Swedish archaeologists uncover country’s largest Iron Age monument
Archaeologists in Sweden have uncovered the country’s largest Iron Age monument in Old Uppsala , an ancient pagan religious site. The remains of two rows of colonnades dating back to the 5 th century were found during work on a new railway line.
The remains of the pre-Viking foundations include post holes stretching for about 1 kilometre in one row and ½ a kilometre in the other row. They would have held giant wooden poles measuring up to 7 metres in height and which would have needed at least a tonne of rock to support them.
Archaeologist Lena Beronius-Jorpeland said it is Sweden's largest Iron Age construction and said the geometrical structure is unique. However, their purpose is not yet clear.

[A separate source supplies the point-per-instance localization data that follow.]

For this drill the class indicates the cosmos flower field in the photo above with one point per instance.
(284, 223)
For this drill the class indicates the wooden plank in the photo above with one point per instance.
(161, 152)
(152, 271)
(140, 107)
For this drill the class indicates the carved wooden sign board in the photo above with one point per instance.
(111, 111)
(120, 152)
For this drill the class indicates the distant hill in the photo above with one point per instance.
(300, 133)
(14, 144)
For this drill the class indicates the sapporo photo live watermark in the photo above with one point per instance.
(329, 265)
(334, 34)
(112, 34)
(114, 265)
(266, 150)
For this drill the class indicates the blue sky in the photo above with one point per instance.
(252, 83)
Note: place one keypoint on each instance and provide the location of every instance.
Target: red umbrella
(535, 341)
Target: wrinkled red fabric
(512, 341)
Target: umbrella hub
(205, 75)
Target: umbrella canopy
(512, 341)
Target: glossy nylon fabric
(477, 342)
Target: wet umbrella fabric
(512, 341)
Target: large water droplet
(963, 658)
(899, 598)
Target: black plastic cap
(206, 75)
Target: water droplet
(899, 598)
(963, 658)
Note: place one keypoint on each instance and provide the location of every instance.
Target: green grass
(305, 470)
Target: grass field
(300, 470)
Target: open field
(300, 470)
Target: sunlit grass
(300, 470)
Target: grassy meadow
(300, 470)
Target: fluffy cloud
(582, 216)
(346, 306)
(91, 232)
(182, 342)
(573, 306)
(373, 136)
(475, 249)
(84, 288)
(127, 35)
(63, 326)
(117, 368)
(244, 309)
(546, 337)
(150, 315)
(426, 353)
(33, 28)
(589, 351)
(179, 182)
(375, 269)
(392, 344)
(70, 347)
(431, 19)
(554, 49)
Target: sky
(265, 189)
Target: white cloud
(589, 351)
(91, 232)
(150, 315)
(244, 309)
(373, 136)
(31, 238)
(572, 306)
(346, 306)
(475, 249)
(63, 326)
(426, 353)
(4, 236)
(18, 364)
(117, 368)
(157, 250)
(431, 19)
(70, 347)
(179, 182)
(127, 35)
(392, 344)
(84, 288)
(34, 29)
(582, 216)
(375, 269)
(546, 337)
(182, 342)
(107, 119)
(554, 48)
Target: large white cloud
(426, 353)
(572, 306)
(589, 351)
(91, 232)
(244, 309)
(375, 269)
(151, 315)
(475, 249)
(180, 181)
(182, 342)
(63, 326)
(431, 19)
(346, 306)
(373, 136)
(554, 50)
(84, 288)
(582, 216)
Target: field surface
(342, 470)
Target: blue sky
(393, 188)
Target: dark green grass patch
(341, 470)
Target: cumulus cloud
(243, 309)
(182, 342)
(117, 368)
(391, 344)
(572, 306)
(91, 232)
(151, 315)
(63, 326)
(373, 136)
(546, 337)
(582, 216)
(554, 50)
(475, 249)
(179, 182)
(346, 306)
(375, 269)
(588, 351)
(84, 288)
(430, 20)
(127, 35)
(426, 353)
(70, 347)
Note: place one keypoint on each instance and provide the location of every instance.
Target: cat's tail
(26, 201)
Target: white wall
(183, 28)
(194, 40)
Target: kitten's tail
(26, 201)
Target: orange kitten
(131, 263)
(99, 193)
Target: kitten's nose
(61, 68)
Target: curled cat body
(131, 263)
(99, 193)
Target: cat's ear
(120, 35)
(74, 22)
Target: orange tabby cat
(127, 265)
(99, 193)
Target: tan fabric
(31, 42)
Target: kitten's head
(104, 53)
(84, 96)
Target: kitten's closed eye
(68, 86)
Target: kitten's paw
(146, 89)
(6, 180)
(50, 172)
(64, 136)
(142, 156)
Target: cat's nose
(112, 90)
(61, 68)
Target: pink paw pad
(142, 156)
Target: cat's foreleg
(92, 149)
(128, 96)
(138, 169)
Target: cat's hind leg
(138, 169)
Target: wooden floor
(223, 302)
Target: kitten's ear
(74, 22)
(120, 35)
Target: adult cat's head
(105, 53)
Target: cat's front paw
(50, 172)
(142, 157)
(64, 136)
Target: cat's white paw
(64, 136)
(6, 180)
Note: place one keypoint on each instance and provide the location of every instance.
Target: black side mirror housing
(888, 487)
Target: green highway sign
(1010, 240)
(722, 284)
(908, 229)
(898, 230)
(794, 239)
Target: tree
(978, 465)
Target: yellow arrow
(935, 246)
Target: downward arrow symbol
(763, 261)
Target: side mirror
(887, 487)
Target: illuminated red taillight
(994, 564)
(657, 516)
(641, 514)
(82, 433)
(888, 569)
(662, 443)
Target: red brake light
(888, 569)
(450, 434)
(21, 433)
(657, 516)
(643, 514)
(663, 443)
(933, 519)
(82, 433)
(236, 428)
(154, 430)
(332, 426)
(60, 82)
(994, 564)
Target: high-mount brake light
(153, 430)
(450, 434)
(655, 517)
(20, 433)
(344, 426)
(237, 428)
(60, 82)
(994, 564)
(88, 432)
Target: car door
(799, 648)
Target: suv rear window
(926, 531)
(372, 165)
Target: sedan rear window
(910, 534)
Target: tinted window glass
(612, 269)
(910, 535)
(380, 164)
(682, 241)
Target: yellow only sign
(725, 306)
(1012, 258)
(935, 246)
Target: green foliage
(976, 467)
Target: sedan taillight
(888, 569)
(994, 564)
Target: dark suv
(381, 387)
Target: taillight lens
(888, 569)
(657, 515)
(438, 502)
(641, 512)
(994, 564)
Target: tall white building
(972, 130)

It is possible they are related in some way to the nearby royal burial ground which dates back 1,500 years where the three Iron Age kings Aun, Egil and Adils are believed to be buried.
“It is a completely straight line and they have dug postholes every 20 feet (6m),” she said. “They have had an idea of exactly where this line is going and where to build it.”
Old Uppsala is known as a centre for Norse religion, where believers gathered to sacrifice animals to gods such as Odin and Thor. Beronius-Jorpeland explained that written testimonies from medieval times describe the city as a place for large pagan 'blood ceremonies' and religious feasts. The skeleton of a puppy was discovered in one of the pits, which may indicate that it had been sacrificed there.
It is believed that there are many more colonnades in the area and archaeologists will continue to excavate and analyse the findings.